И дальше все пошло опять же по-будничному. Холодилку 9-го отсека перевели на большое кольцо кондиции, холодилку 8-го остановили и начали готовить её к работе в пароэжекторном режиме. Не спеша, а вдумчиво и не дёргаясь. Но уже через сутки оказалось, что работать в ПЭЖе холодилка отказывается категорически. Не хочет, и всё. Не держит давление, и вообще, образно говоря, показывает турбинистам язык и жеманится, как гимназистка. Турбогруппа во главе с комдивом и примкнувшим к ним флагманским постепенно начала переселяться в 8-ой отсек, а весь корабль продолжал жить своей жизнью, ещё не представляя, что же его ждёт дальше. Прошло ещё несколько дней. И тут я неожиданно заметил, что проснулся в своей каюте на мокрых простынях, да и сам влажный, как после душа. На корабле стало заметно теплее. Спальный 5-бис отсек и до того не самый прохладный, неожиданно превратился в своего рода предбанник, откуда хотелось куда-нибудь свалить.

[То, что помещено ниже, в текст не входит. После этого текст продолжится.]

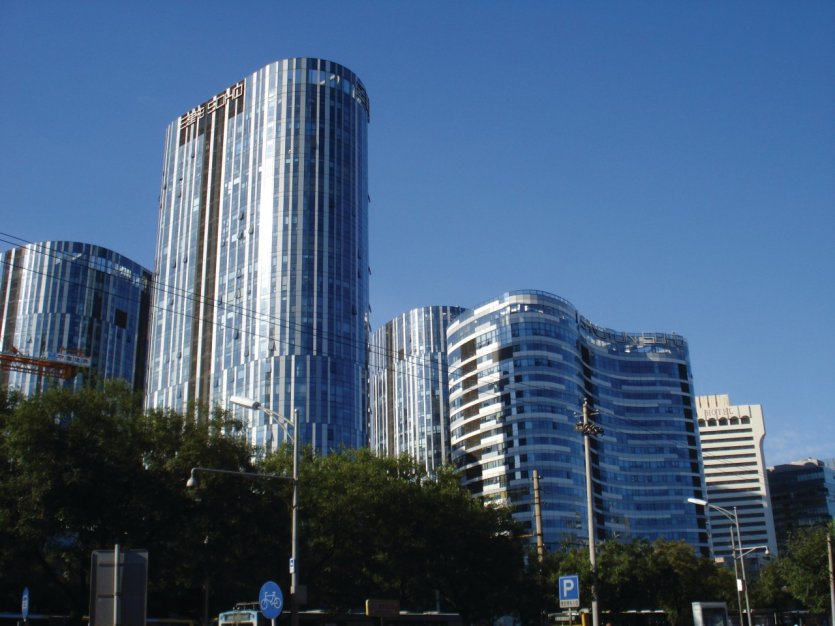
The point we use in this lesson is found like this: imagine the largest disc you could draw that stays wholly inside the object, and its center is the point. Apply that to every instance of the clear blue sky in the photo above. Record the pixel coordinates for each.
(664, 166)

Заступив на вахту, мы узнали, что за ночь температура забортной воды значительно потеплела, что значило вход корабля в какое-то тёплое течение. Потливость, неожиданно навалившаяся не только на экипаж, но и на группу «К» во главе с командиром и ЗКД озадачила и вызвала у них неуёмное раздражение. На ковёр в центральный пост были незамедлительно вызваны флагманский, механик, комдив, командир турбинной группы, и к нашему изумлению, зачем-то оба управленца.